Publications
Publication details [#50470]
Lascarides, Alex and Matthew Stone. 2009. Discourse coherence and gesture interpretation. Gesture 9 (2) : 147–180.
Publication type
Article in journal
Publication language
English
Keywords
Place, Publisher
John Benjamins
Journal DOI
10.1075/gest
Annotation
In face-to-face conversation, communicators orchestrate multimodal contributions that meaningfully combine the linguistic resources of spoken language and the visuo-spatial affordances of gesture. This paper characterises this meaningful combination in terms of the COHERENCE of gesture and speech. Descriptive analyses illustrate the diverse ways gesture interpretation can supplement and extend the interpretation of prior gestures and accompanying speech. The paper draws certain parallels with the inventory of COHERENCE RELATIONS found in discourse between successive sentences. In both domains, it is suggested, interlocutors make sense of multiple communicative actions in combination by using these coherence relations to link the actions’ interpretations into an intelligible whole. Descriptive analyses also emphasise the improvisation of gesture; the abstraction and generality of meaning in gesture allows communicators to interpret gestures in open-ended ways in new utterances and contexts. Certain parallels are drawn with interlocutors’ reasoning about underspecified linguistic meanings in discourse. In both domains, it is suggested, coherence relations facilitate meaning-making by RESOLVING the meaning of each communicative act through constrained inference over information made salient in the prior discourse.
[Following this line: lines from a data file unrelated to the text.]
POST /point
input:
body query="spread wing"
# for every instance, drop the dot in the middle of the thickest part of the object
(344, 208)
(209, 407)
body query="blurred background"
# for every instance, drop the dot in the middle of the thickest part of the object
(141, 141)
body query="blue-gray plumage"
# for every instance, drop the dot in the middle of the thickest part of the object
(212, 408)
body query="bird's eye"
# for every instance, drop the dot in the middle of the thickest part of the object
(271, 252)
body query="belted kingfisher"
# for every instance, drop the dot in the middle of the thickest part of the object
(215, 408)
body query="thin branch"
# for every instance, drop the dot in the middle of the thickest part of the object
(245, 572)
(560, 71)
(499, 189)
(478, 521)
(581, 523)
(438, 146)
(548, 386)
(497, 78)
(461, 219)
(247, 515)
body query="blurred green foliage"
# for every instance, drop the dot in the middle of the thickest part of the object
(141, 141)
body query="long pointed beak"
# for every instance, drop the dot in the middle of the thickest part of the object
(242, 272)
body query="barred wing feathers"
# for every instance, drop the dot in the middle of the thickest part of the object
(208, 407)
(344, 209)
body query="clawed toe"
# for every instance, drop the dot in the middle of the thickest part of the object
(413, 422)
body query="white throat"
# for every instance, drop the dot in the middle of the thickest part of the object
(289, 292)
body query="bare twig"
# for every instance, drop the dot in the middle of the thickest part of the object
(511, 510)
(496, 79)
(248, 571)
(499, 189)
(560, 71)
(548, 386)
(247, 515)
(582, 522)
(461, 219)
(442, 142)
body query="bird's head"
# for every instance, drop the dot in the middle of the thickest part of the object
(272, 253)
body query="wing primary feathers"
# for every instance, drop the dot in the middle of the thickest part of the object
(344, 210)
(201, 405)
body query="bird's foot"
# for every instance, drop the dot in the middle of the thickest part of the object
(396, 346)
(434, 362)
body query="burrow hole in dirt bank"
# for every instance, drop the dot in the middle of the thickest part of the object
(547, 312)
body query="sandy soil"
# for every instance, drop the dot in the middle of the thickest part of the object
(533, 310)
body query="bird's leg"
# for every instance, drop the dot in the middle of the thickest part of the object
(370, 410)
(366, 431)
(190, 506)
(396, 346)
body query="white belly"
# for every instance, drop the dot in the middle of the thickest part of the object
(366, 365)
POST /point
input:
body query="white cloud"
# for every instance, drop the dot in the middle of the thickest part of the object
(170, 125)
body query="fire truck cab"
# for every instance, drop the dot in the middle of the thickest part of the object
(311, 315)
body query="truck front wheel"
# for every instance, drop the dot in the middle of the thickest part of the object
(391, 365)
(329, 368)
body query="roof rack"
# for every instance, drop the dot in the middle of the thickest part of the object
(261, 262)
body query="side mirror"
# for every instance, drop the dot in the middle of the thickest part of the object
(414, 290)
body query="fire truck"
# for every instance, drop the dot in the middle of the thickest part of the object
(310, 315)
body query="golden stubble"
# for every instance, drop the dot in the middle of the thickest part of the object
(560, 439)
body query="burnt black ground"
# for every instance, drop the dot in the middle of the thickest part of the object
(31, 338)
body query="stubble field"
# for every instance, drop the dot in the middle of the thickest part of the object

Our approach to gesture interpretation lays the groundwork for formal and computational models that go beyond previous approaches based on compositional syntax and semantics, in better accounting for the flexibility and the constraints found in the interpretation of speech and gesture in conversation. At the same time, it shows that gesture provides an important source of evidence to sharpen the general theory of coherence in communication.